This morning, Diane Abbott gave a heavily trailed speech on the crisis of masculinity. Simplifying her argument somewhat, cultural change and the restructuring of the jobs market has thrown young men into a state of anomie. In one direction they're being flattered as gendered consumers into clothes, gadgets, cars, booze and footy. From another comes the pressure of 'pornified culture' to shag around as much as possible. And there is the ever-present expectation that a man should have a job that can provide for himself and any family that comes along. The problem of course is this hegemonic ideal is not only out of reach for growing numbers of young men, it is also persistently challenged by different kinds of masculinities. And that's well before you start talking about the distinct blurring of gendered identities and sexualities. So yes, Diane is right to draw attention to this issue. It's not so much a harking back to the male breadwinner of old but recognising that for some younger men, gendered anxiety and what it means to be a man can contribute to crime, misogynistic attitudes, violence and a host of other social problems.
But I'm not going to talk about young men. I want to write about older men, and one oft-overlooked facet of UKIP's rise - that its activist base and support is fuelled mainly by men of a certain age. It's been noted here and elsewhere UKIP are not only an anti-politics party, but that it is very uncomfortable with the pace of social change. It's less 'small c' conservative and more 'stop the world, we want to get off'. But because its core support are men in the middle-aged-to-elderly support range, I think its message has an hitherto unremarked gendered dimension. They too are affected by masculine crisis.

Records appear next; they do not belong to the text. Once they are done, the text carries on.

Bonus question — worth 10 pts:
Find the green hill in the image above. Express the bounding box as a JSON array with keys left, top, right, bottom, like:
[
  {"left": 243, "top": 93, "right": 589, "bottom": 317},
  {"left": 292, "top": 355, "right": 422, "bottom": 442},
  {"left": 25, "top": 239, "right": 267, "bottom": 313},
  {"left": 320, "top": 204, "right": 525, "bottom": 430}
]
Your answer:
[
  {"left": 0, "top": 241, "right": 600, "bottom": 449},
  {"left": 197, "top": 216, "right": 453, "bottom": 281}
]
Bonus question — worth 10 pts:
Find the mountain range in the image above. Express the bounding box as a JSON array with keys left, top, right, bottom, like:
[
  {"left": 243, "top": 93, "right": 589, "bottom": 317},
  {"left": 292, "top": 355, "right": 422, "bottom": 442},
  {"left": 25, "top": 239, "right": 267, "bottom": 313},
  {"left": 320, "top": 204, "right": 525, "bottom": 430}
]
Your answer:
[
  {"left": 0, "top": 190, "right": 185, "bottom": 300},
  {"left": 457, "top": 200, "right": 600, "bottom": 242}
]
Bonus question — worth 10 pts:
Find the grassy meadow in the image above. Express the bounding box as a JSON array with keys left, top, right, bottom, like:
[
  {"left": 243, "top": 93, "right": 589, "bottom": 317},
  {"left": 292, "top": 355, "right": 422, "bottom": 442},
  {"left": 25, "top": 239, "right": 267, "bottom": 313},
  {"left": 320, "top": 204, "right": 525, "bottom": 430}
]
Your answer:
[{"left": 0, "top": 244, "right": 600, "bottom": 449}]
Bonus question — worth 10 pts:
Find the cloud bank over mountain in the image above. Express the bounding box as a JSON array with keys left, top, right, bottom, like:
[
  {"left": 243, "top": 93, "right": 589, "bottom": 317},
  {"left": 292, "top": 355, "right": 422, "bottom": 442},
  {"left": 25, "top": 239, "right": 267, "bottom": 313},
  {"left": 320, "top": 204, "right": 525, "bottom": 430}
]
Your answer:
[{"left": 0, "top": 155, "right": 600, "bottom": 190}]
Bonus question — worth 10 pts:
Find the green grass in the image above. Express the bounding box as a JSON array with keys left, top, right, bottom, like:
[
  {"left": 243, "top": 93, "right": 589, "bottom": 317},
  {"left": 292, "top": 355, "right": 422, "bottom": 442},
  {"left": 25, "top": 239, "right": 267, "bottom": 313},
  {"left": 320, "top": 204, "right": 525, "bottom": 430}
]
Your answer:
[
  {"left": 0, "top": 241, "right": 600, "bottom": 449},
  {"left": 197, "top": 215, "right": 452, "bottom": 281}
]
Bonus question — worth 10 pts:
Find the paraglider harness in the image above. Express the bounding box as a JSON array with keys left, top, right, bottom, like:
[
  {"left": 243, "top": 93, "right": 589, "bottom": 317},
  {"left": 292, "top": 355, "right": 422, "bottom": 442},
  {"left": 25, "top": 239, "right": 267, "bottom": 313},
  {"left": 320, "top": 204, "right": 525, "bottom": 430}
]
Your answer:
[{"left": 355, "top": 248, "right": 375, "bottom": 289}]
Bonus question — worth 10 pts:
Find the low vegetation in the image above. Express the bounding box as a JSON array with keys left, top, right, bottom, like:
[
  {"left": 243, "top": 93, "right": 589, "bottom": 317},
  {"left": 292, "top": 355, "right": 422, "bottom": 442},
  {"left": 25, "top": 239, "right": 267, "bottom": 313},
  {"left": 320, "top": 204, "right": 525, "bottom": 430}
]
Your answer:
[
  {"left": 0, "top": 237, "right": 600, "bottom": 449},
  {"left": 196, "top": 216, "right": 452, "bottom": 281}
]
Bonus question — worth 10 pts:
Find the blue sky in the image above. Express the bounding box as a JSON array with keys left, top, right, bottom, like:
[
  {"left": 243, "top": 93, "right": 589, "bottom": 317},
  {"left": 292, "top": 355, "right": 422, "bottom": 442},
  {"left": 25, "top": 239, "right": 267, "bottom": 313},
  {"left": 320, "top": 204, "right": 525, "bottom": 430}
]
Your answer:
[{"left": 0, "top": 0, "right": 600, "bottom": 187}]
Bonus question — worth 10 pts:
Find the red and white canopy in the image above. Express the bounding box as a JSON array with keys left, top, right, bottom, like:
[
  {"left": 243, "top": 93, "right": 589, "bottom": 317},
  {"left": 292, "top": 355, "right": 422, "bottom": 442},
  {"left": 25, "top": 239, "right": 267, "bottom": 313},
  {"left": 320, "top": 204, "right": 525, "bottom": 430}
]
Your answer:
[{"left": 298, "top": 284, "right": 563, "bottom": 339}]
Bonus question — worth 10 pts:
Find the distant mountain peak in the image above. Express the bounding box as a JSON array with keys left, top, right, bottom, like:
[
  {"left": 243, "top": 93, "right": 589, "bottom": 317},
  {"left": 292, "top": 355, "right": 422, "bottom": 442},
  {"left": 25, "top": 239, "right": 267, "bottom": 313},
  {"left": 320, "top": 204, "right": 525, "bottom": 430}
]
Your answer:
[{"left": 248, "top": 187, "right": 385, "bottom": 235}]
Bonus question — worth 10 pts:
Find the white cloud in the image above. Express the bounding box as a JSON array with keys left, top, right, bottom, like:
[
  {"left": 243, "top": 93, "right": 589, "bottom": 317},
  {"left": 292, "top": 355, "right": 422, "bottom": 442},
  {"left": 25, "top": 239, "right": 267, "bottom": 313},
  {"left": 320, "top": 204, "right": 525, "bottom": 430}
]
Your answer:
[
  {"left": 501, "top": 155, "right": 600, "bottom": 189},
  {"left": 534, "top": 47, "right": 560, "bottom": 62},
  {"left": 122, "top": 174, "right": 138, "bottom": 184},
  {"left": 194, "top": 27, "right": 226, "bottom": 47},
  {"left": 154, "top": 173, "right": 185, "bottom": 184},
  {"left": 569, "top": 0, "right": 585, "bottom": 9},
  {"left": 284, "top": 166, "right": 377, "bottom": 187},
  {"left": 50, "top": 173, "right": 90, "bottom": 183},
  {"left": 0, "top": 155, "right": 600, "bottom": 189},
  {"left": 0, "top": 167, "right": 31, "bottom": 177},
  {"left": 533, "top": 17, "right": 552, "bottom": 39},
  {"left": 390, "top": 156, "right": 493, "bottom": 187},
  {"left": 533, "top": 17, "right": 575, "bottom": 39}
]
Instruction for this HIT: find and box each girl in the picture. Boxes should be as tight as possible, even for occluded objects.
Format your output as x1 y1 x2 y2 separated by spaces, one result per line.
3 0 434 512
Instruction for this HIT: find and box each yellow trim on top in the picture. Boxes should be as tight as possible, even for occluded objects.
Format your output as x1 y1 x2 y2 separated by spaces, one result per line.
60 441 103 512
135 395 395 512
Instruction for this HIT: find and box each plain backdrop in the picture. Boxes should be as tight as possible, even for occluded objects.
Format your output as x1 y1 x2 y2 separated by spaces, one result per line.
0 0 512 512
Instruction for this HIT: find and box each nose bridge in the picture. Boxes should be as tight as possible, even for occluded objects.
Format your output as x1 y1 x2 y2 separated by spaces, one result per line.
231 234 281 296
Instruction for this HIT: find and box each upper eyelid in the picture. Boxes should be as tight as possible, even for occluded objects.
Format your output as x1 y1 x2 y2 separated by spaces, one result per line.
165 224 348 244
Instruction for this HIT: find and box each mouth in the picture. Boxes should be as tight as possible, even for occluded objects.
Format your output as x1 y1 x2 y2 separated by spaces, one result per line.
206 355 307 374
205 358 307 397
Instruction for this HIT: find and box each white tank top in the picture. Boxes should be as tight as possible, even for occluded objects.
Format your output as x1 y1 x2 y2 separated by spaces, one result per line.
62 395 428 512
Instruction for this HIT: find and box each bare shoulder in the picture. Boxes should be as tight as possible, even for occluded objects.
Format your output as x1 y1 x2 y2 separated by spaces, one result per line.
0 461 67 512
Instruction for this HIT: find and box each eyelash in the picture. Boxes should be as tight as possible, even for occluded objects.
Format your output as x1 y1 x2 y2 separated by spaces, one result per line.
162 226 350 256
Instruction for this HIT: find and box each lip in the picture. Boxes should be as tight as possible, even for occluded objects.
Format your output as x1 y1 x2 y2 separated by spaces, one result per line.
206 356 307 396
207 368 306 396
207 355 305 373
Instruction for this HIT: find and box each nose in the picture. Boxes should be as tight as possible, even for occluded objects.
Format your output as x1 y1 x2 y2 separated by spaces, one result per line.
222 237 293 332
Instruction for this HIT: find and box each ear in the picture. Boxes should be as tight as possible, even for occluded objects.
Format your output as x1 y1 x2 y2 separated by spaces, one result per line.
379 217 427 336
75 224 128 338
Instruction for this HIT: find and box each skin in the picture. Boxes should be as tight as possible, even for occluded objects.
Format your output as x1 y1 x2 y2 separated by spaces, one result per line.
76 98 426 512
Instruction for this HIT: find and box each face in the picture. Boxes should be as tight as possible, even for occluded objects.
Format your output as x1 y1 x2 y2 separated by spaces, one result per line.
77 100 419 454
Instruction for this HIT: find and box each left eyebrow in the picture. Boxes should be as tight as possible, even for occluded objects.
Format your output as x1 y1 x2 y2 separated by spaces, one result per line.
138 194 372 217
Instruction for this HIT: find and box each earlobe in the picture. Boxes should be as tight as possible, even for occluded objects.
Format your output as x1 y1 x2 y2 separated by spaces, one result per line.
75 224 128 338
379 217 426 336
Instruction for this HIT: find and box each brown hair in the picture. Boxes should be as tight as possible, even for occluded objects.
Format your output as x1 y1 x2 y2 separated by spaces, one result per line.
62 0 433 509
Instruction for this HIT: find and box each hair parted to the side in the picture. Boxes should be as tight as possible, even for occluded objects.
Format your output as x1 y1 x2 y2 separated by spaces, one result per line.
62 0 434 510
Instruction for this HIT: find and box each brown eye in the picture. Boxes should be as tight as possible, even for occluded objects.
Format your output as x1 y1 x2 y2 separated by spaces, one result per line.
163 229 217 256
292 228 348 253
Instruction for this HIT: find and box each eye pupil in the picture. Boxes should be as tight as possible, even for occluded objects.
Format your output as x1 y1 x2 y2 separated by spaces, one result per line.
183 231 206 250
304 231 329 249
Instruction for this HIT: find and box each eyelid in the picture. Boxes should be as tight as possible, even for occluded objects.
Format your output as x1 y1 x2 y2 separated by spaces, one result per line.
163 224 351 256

When our UKIP male core were much younger, the widespread availability of primary industry and manufacturing jobs played a particular role in the constitution of gendered relations and identities. In North Staffordshire, being a miner or a steel worker required a certain toughness, resilience and strength. As jobs they were unpleasant and occasionally dangerous but were sites where working class masculine identities emerged, where the nature of the work, the all-male workplace camaraderie and the breadwinning wage ticked all the manly boxes. A miner was strong. A miner provided for his family. But shut the pits or close the foundry, this gendered anchor comes unstuck. The source of (masculine) pride melts into the air. In villages, towns and cities across the land the steady loss of these jobs were not replaced like for like. Hundreds of thousands of 'traditional' working class men undertook work in service sector occupations previously coded as 'women's jobs'. The 'nurturing' nature of service work, the compulsory uniforms, the subjection to micromanagement and the emasculation of trade unionism were a world away from the 'men's work' they knew previously.
Not all of the UKIP core experienced this, of course. But before primary industry and manufacturing went into a tailspin, you knew exactly where you stood. The rich man was in his castle. The poor man at his (factory) gate. Tearing this world away was tantamount to emasculation for a generation of men, and now feeds into a wider alienation from British culture. The vast majority of jobs available to the sons of these men lack obvious markers of masculinity. Office work, retail, call centres, caring - the economic dominance of service industries are simultaneously read as symptoms of the feminisation of working life and national decline. And with this has come the butchering of the armed forces, 'elf and safety' culture, political correctness, women doing "men's jobs" and, horror of horrors, gay marriage.
In many ways UKIP is the perceived antidote to a perceived problem. Set against the colourless effetes of David CaMoron and DEd MiliBLand, Nigel Farage is unquestionably a man's man. He might be one of those public boy city trader sorts, but you can go for a pint and a fag with him. He will tell it to you straight. Getting shot of Europe makes us masters of our destiny again. Slinging out the diversity consultants and equality advisors will allow right-thinking Englishmen to speak their mind. And banning gay marriage will knock on the head any 'Adam and Steve' nonsense. In fact, UKIP's whole populist platform is sharp cornered and macho. It concedes nothing and demands everything. Lily-livered compromise is out and plain speaking is in. Don't like it? Offended? Tough. Man up and fight or shut up and bugger off.
It's all nonsense of course, but as any observer of the last 30 years will note, nonsense has the annoying habit of gaining traction and assuming a life of its own. Again, fundamentally, the root of UKIP's manliness is the same as UKIP's populism: insecurity. Until the Labour Party gets to grip with this most basic of yearnings and pursues policies that can properly address it, so-called masculine crisis and anti-political populism will continue to inflict their damage.